I looked in the mirror tonight and thought, "I look tired."
I suppose it made sense, because I feel tired. It was a day where I heard myself speak to my children and my tone was less-than-nice too often. It was a day where I had to consult my to-do list every 10 minutes because I was wandering in circles. I eventually got quite a bit accomplished, but felt I was dealing with whining, and bickering more than usual.
My day culminated when, courtesy of my first-born, blue easter egg dye moved in slow motion all over sister carter's counter, chair, floor and wall. oh my. brother carter played it off as no big deal, and I figured, sure, why not leave them with a few blue spots on their baseboards to remember me by?
I walked outside to find denten and couldn't fight the tears. why are you crying? I didn't quite know how to explain. I have fifty things going on in my life, and fifty more jockying for a prime spot in my head and while they are all good things, I feel overwhelmed.

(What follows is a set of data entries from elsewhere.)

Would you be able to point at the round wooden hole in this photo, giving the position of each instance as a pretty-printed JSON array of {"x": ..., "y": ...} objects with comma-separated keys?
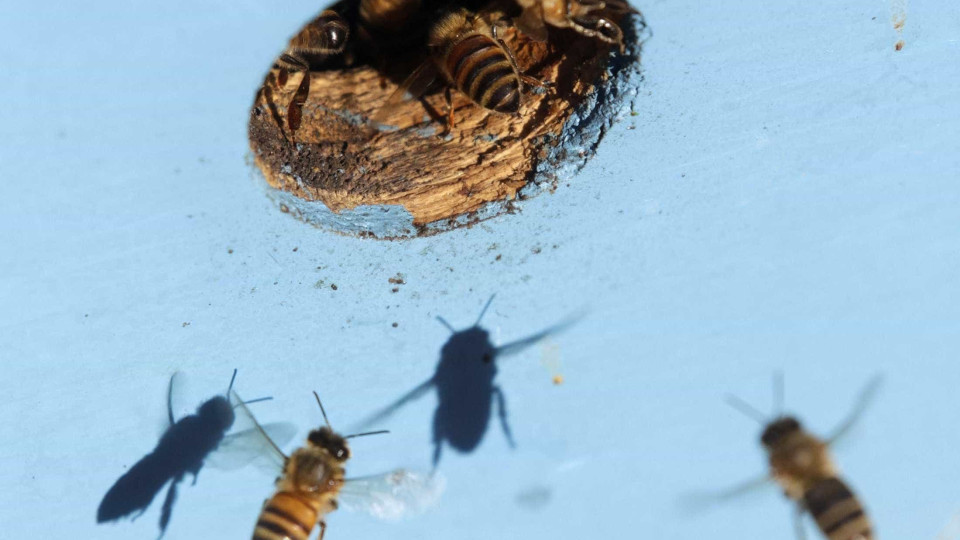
[{"x": 408, "y": 173}]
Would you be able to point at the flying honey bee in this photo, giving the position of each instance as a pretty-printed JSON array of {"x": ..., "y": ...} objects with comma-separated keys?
[
  {"x": 590, "y": 18},
  {"x": 312, "y": 483},
  {"x": 468, "y": 52},
  {"x": 324, "y": 36},
  {"x": 801, "y": 464}
]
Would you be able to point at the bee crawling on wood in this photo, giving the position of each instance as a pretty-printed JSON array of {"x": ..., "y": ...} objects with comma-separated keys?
[
  {"x": 468, "y": 52},
  {"x": 591, "y": 18},
  {"x": 324, "y": 36},
  {"x": 801, "y": 464},
  {"x": 312, "y": 483}
]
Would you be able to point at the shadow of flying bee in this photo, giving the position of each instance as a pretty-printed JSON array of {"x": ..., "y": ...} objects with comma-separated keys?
[
  {"x": 465, "y": 386},
  {"x": 183, "y": 449}
]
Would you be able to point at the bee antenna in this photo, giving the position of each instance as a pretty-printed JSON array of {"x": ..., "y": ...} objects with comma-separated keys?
[
  {"x": 233, "y": 378},
  {"x": 778, "y": 393},
  {"x": 445, "y": 323},
  {"x": 484, "y": 311},
  {"x": 323, "y": 412},
  {"x": 364, "y": 434},
  {"x": 745, "y": 408}
]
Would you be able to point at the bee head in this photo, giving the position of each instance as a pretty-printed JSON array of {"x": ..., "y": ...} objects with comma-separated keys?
[
  {"x": 778, "y": 430},
  {"x": 218, "y": 411},
  {"x": 333, "y": 443}
]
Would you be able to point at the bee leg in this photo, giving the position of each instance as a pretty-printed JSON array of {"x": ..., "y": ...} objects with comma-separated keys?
[
  {"x": 269, "y": 99},
  {"x": 167, "y": 510},
  {"x": 798, "y": 523},
  {"x": 451, "y": 123},
  {"x": 437, "y": 439},
  {"x": 502, "y": 413},
  {"x": 295, "y": 109}
]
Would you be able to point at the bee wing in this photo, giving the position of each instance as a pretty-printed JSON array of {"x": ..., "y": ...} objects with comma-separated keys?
[
  {"x": 251, "y": 442},
  {"x": 383, "y": 413},
  {"x": 867, "y": 395},
  {"x": 701, "y": 500},
  {"x": 177, "y": 402},
  {"x": 393, "y": 495},
  {"x": 415, "y": 85},
  {"x": 255, "y": 446},
  {"x": 518, "y": 346}
]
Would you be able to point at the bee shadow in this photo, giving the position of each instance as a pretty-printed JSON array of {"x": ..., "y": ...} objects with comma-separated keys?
[
  {"x": 466, "y": 390},
  {"x": 182, "y": 449}
]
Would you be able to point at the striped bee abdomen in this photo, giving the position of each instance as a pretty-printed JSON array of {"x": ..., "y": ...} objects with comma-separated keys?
[
  {"x": 286, "y": 516},
  {"x": 837, "y": 511},
  {"x": 481, "y": 69}
]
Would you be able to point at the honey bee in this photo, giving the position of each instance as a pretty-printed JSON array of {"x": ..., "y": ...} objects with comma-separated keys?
[
  {"x": 801, "y": 464},
  {"x": 313, "y": 481},
  {"x": 586, "y": 17},
  {"x": 468, "y": 52},
  {"x": 324, "y": 36}
]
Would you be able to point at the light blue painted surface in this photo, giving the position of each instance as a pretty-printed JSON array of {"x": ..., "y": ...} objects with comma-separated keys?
[{"x": 786, "y": 198}]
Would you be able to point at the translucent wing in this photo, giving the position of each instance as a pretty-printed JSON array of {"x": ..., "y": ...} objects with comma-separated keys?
[
  {"x": 254, "y": 446},
  {"x": 701, "y": 500},
  {"x": 251, "y": 442},
  {"x": 393, "y": 495},
  {"x": 178, "y": 398}
]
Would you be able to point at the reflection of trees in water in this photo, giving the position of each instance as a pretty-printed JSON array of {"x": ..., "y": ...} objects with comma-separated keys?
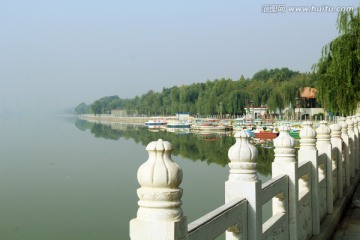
[{"x": 213, "y": 149}]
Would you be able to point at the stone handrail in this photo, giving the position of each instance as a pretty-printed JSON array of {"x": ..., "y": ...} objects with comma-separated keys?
[{"x": 308, "y": 190}]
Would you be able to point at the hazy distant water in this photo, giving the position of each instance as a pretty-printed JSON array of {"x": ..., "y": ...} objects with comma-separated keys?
[{"x": 60, "y": 183}]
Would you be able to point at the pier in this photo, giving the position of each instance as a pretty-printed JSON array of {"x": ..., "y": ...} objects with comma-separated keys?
[{"x": 309, "y": 191}]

I'm grateful denten came home tonight. I'm grateful he handled bedtime. I'm grateful we had a good dinner to eat that was easy. I'm grateful I have boxes to pack and stuff to put in them. I'm grateful that Cooper wants to play "go fish" with me every single night.
I'm grateful for the best neighbors on the planet. They may be counting down the days until the madness moves away, but I honestly try not to think about it. Just this week goods have exchanged homes in the form of padded envelopes, gallon zip-locks, eggs, toys, shoes, fruit and even a haircut. The list would be endless if I tried to document every phone call asking for something needed, and it goes both ways. I pray that someday, somewhere, I will have neighbors like them again, but I know it will never be the same. The love for my kids, the service to my family, the laughs, the tears... aah, it's too much.
Tonight I'm grateful that today is over and I have another chance tomorrow. I'm grateful for all of the great opportunities my family has right now and I hope that I can handle them well. i'm ok, I'll be ok. I'll follow my mother's advice and take one thing at a time. Good night.